Almost 200 years ago, Isaac Peirce built a mill along Rock Creek. Now part of Rock Creek Park, the building stands today as a reminder of Washington’s agrarian past.

But from the beginning, the mill was also a popular subject for local artists.  Around 1830, an unknown artist created the first painting of Peirce Mill.

Pierce Shoemaker, a grandson of Isaac Peirce, was an amateur artist. He drew this view of his family’s farmstead around 1880.

Many Washington families owned paintings of Peirce Mill, as described in this article from 1903:

“As a mecca for amateur painters and sketchers in this locality the Pierce Mill stands in the first rank. The structure itself and the natural scenery surrounding it challenge ever the attention of wielders of the brush and drawing pencil, and in many a Washington home suspended on mansion walls hangs the first success of the family artist, that being Pierce Mill and the vicinity done in oil.”

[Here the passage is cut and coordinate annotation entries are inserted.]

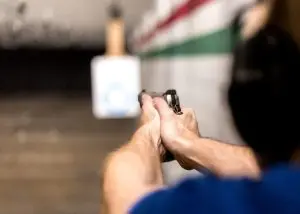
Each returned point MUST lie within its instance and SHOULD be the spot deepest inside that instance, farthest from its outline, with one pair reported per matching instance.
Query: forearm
(130, 173)
(223, 159)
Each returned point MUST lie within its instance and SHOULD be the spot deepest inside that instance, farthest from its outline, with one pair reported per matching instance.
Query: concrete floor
(51, 154)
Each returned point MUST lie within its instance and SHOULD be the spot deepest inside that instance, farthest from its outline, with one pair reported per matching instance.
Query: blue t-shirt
(277, 192)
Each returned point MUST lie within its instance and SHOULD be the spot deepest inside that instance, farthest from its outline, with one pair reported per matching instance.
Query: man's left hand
(149, 130)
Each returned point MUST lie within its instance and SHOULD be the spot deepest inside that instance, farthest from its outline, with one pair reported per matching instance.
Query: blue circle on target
(118, 100)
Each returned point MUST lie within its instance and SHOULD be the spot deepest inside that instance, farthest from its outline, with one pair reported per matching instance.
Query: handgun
(172, 99)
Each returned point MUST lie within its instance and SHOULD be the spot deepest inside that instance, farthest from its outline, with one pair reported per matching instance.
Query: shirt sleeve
(170, 200)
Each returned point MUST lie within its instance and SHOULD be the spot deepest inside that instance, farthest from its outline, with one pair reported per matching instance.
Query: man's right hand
(176, 127)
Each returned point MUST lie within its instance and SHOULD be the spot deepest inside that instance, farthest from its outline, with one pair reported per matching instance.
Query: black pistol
(172, 99)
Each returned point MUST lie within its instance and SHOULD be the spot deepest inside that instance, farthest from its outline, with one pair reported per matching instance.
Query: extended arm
(221, 158)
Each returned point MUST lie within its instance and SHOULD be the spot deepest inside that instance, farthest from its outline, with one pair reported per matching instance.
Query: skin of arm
(135, 169)
(220, 158)
(130, 173)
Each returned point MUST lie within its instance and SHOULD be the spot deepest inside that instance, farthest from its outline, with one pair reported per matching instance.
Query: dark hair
(263, 95)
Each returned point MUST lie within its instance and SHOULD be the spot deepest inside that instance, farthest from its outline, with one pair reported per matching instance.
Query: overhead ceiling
(60, 22)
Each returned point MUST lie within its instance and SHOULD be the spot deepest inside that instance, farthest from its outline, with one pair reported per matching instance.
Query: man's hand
(174, 127)
(135, 169)
(150, 125)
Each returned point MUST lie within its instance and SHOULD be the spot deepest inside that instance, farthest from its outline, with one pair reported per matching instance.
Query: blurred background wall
(187, 45)
(51, 145)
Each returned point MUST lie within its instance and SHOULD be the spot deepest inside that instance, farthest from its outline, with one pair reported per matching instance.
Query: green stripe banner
(213, 43)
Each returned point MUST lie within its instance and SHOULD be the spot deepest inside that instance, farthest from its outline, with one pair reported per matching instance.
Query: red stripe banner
(178, 14)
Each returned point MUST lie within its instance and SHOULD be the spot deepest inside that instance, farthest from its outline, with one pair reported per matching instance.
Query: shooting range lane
(51, 152)
(52, 147)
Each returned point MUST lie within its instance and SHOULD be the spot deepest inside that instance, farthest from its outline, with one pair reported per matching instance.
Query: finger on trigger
(163, 108)
(147, 102)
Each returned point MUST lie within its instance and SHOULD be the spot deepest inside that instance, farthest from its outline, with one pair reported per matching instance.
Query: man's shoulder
(200, 195)
(214, 195)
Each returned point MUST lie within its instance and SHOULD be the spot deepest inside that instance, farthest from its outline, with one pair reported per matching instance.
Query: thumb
(165, 112)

In 1890, Peirce Mill became part of the new Rock Creek Park. In the first decades of the 20th century, the building was used as a teahouse. This 1903 postcard shows the waterfall near Peirce Mill.  Not a natural feature of Rock Creek, it was built as an aesthetic enhancement for the park.

This 1924 photograph shows a woman painting in Rock Creek Park.  In 1933, the park became a unit of the National Park Service.

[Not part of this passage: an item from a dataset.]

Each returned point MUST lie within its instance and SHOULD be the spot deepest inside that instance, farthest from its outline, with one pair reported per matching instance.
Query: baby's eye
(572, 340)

Well-known local artists portrayed Peirce Mill. Lily Spandorf’s work was featured in The Washington Post. She painted this image of the mill in the mid-20th century.

In the early 1970s, the former carriage barn next to Peirce Mill became the Art Barn, a place where local artists could show their work. Until it closed in the 1990s, the Art Barn was a beloved local landmark.

The Art Barn was the “first permanent local facility in Washington where local professional artists could display their works in rotating exhibits throughout the year.”

Artists associated with the Art Barn created memorable images of Peirce Mill. This print by Lindsay Harper Makepeace captures a snowy view of the mill from across Rock Creek.

Today, a small gallery inside the mill features paintings, drawings and prints of Peirce Mill.

In 2019, Peirce Mill hosted an Art Barn Reunion and Landscape Meet-Up.  In 2020, this event became Create by the Creek, an invitation to make art inspired by Rock Creek Park–and a continuation of the long history of art at Peirce Mill.

Create by the Creek is organized by the National Park Service, the Friends of Peirce Mill, Washington Studio School, and the Rock Creek Conservancy.